RNA extraction and reverse-transcription PCR

According to the manufacturer’s instructions (ThermoFisher, USA, 15,596,026), total RNA was isolated by TRIzol reagent. And 1 μg of total RNA was subjected to reverse transcription (RT) in 20 µl reaction volumes. For the miRNA reverse-transcribed, All-in-One™ miRNA First-Strand cDNA Synthesis Kit (Genecopoeia, USA, QP007) was adopted. In the lncRNA RT reaction, we used PrimeScriptTM RT Master Mix (TAKARA, Japan, RR036A). During the Real-time PCR experiment, Power SYBR PCR Master Mix (Genecopoeia, USA, 4,367,659) was adopted and 2 µL of the cDNA was used as a template. An ABI PRISM 7500 Real-time PCR System (ThermoFisher, USA) was used to conduct amplification reactions, which run with 45 thermocycles of 30s at 94°C, 30s at 55°C, and 30s at 72°C. The primer sequences were listed in Table S1 and S2. Expression levels of each tested gene were determined by the 2−ΔΔCt method. U6 was used as the internal control for miRNAs, while GAPDH was used as the internal control for lncRNAs.

Gene chip detection

For miRNA, miRCURY™ Hy3™/Hy5™ fluorescent labeling kit (Exiqon, Denmark, 208,031-A) was used to label RNA following the instructions. Then 25ul of labeled samples and 25ul of hybridization buffer were mixed, denatured at 95°C for 2 minutes and incubated on ice for 2 minutes, and transferred to a miRCURYTM LNA Array chip (Exiqon, Denmark, v.18.0). It was further processed in 12-Bay Hybridization System (Hybridization System-Nimblegen Systems, Inc., USA) at 56°C for 16–20 hours. After several rinses and drying, it was detected by Axon GenePix 4000B chip scanner (Molecular Devices, USA) for scanning and collecting relevant signal strength. Only when the strength of each plate was greater than 30, could the sample signals be used for standardized calculation and statistics.

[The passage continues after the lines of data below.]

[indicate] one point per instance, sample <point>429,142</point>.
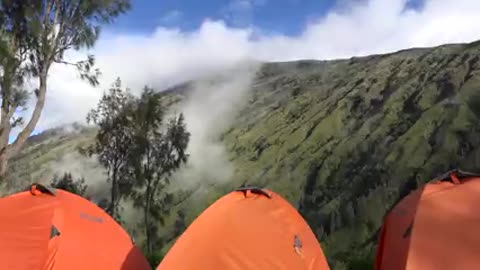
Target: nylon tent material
<point>434,227</point>
<point>250,229</point>
<point>53,229</point>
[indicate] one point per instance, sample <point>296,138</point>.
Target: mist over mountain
<point>342,140</point>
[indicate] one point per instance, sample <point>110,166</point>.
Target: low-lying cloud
<point>170,56</point>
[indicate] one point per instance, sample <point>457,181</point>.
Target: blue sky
<point>285,30</point>
<point>279,16</point>
<point>288,17</point>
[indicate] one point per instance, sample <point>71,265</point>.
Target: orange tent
<point>435,227</point>
<point>250,229</point>
<point>49,229</point>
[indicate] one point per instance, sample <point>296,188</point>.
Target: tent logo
<point>297,245</point>
<point>91,218</point>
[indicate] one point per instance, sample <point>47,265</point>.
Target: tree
<point>159,151</point>
<point>67,183</point>
<point>35,34</point>
<point>113,142</point>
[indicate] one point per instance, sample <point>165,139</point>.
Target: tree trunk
<point>3,166</point>
<point>146,214</point>
<point>113,193</point>
<point>13,149</point>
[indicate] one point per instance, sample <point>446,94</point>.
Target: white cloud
<point>171,16</point>
<point>169,55</point>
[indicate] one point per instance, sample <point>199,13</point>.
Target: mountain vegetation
<point>341,140</point>
<point>36,34</point>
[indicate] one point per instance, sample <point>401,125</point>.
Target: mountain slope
<point>341,140</point>
<point>344,140</point>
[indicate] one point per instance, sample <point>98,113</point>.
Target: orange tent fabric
<point>434,228</point>
<point>250,229</point>
<point>48,229</point>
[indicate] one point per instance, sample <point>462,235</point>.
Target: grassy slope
<point>341,140</point>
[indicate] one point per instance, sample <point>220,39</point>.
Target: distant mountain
<point>342,140</point>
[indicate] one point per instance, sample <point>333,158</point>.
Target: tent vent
<point>54,232</point>
<point>254,190</point>
<point>37,189</point>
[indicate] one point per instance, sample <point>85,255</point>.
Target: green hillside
<point>341,140</point>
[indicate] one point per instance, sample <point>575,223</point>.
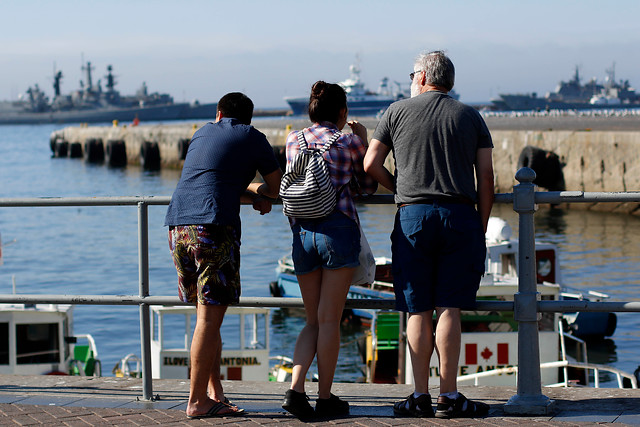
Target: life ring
<point>56,373</point>
<point>62,148</point>
<point>93,151</point>
<point>150,156</point>
<point>52,143</point>
<point>116,153</point>
<point>546,165</point>
<point>274,289</point>
<point>75,150</point>
<point>183,148</point>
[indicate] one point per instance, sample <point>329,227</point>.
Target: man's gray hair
<point>439,70</point>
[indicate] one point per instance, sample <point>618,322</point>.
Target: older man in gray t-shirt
<point>443,158</point>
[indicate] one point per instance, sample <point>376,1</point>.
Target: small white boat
<point>37,339</point>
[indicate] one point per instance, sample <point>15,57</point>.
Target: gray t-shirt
<point>434,140</point>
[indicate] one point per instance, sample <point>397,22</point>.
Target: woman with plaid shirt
<point>325,250</point>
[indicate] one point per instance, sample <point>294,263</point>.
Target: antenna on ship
<point>57,78</point>
<point>88,69</point>
<point>111,80</point>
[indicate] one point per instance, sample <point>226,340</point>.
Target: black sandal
<point>414,407</point>
<point>461,407</point>
<point>297,404</point>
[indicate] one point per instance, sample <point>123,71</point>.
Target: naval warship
<point>91,104</point>
<point>573,95</point>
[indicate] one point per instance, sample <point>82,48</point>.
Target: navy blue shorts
<point>332,242</point>
<point>438,253</point>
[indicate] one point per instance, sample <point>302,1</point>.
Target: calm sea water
<point>93,250</point>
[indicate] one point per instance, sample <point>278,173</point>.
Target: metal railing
<point>526,305</point>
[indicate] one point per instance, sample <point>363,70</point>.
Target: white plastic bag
<point>366,272</point>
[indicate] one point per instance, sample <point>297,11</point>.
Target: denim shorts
<point>332,242</point>
<point>438,252</point>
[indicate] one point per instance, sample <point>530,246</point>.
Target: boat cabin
<point>35,339</point>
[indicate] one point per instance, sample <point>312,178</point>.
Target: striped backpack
<point>306,189</point>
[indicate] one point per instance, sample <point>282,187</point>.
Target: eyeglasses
<point>412,75</point>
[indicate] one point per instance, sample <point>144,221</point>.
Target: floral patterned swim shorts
<point>207,259</point>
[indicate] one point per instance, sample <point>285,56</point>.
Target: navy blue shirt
<point>221,162</point>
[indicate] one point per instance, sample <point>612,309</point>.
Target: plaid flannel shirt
<point>344,160</point>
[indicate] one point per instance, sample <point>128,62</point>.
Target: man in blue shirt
<point>204,234</point>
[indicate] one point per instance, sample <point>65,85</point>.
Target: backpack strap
<point>333,139</point>
<point>303,142</point>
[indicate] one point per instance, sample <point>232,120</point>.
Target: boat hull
<point>181,111</point>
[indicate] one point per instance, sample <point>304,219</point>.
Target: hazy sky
<point>269,49</point>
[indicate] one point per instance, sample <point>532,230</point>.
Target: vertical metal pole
<point>143,271</point>
<point>402,343</point>
<point>529,400</point>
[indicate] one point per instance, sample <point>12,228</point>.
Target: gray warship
<point>575,95</point>
<point>91,104</point>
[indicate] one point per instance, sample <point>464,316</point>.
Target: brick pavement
<point>78,401</point>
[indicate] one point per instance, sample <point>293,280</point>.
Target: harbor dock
<point>592,152</point>
<point>74,401</point>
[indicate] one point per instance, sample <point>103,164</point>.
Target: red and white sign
<point>479,353</point>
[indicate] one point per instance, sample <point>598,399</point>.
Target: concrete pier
<point>63,400</point>
<point>597,152</point>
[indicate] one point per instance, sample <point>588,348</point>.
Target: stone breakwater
<point>599,153</point>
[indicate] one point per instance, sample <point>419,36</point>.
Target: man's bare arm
<point>484,178</point>
<point>374,164</point>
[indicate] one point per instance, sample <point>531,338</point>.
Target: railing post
<point>143,271</point>
<point>529,400</point>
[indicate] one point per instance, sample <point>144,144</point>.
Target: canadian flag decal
<point>471,353</point>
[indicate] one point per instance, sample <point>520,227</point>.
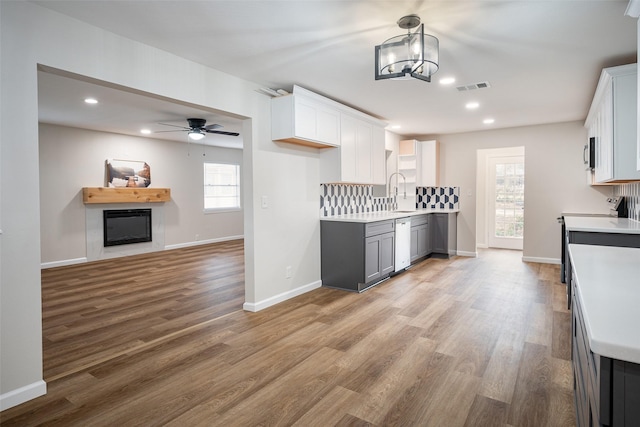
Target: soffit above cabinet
<point>309,119</point>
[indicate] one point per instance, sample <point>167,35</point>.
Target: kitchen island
<point>605,339</point>
<point>595,230</point>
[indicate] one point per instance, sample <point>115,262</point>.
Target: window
<point>221,186</point>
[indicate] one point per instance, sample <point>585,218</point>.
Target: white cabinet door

For lncRNA, we purified the samples by mRNA-ONLY™ Eukaryotic mRNA Isolation Kit (Epicenter, USA, MOE51010), amplified, and transcribed into fluorescent cDNA. 1ul of the cDNA is mixed with 5ul 10X of blocking reagent and 1ul 25X of separation buffer at 60°C for 30 minutes, and then be diluted by 25ul 2X of GE hybridization solution. It was further transferred into Mouse LncRNA Array (Arraystar, USA, v2.0) and incubated in an Agilent hybridization oven at 65°C for 17 hours. Agilent DNA microarray scanner (Agilent, USA, G2505C) was adopted for collecting data, and Agilent Feature Extraction software (Agilent, USA, 11.0.1.1) and GeneSpring GX v12.0 software (Agilent, USA, v12.0) were used for standardization and calculation [19].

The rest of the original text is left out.